A basic rule of thumb is 1 core and 1 GB RAM per JVM. The Hadoop
and HBase daemons will all need such an allocation. You can
extend this to the mapreduce subsystem when considering how many
mappers and/or reducers can concurrently execute on each node
alongside the rest of what you are running. Or, you can choose to
partition your hardware to support separate HDFS and HBase from
the mapreduce task runners, as some do, which changes the
Lots of people try to run all-in-one clusters, where all
functions are more or less co-located on every node. Strictly
speaking, how much heap a TaskTracker map or reduce task child
will require depends on the user application. But, it still
loads the CPU so I still use the 1 CPU/1 GB rule of thumb even
for these. Overload your CPU resources and the JVM scheduler
will starve threads, introducing spurious heartbeat misses,
timeouts, and recovery behaviors in system daemons that will
unnecessarily degrade performance and operation. One thing I
have considered but not tried is using Linux CPU affinity masks
to put system functions in one partition and all user mapreduce
tasks in the other. Another option as I mentioned is to split
hardware resources among the functions.
Here is what I have used in the past in a successful all-in-
one deployment.
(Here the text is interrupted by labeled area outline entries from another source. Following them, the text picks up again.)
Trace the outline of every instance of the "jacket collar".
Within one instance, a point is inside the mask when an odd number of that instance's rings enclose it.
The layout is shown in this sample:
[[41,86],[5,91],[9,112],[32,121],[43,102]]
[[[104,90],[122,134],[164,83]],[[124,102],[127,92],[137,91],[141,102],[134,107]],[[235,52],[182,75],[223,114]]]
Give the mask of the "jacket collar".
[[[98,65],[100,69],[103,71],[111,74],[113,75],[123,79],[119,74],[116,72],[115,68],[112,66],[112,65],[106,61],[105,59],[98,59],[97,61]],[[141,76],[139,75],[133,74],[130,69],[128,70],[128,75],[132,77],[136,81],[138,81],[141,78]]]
In parentheses next to the Java process' name
is the heap allocation reserved with -Xmx.
1: NameNode (2000) and DataNode (1000)
1: HMaster (1000), JobTracker (1000), and DataNode (1000)
23: DataNode (1000), HRegionServer (2000), TaskTracker (1000),
and the concurrency limit for mappers and reducers set
to 4 and 4, respectively.
We picked a midpoint between cheap hardware and big iron. Our per
node specs was dual quad core, 4/8 GB RAM, 6x 1TB disk. 2x1TB
hosted the system volume in RAID-1 configuration. The remaining
4x1TB drives were attached as JBOD and used as DataNode data
volumes. The rationale for using so much disk per node was
maximization of cluster/rack density.
As the size of your HDFS volume increases, you'll need to grow
the heap allocation of your NameNode accordingly. In all my time
running HBase I never needed more than 2GB allocated to it, but
I hear that Facebook runs a NameNode with a 20GB heap.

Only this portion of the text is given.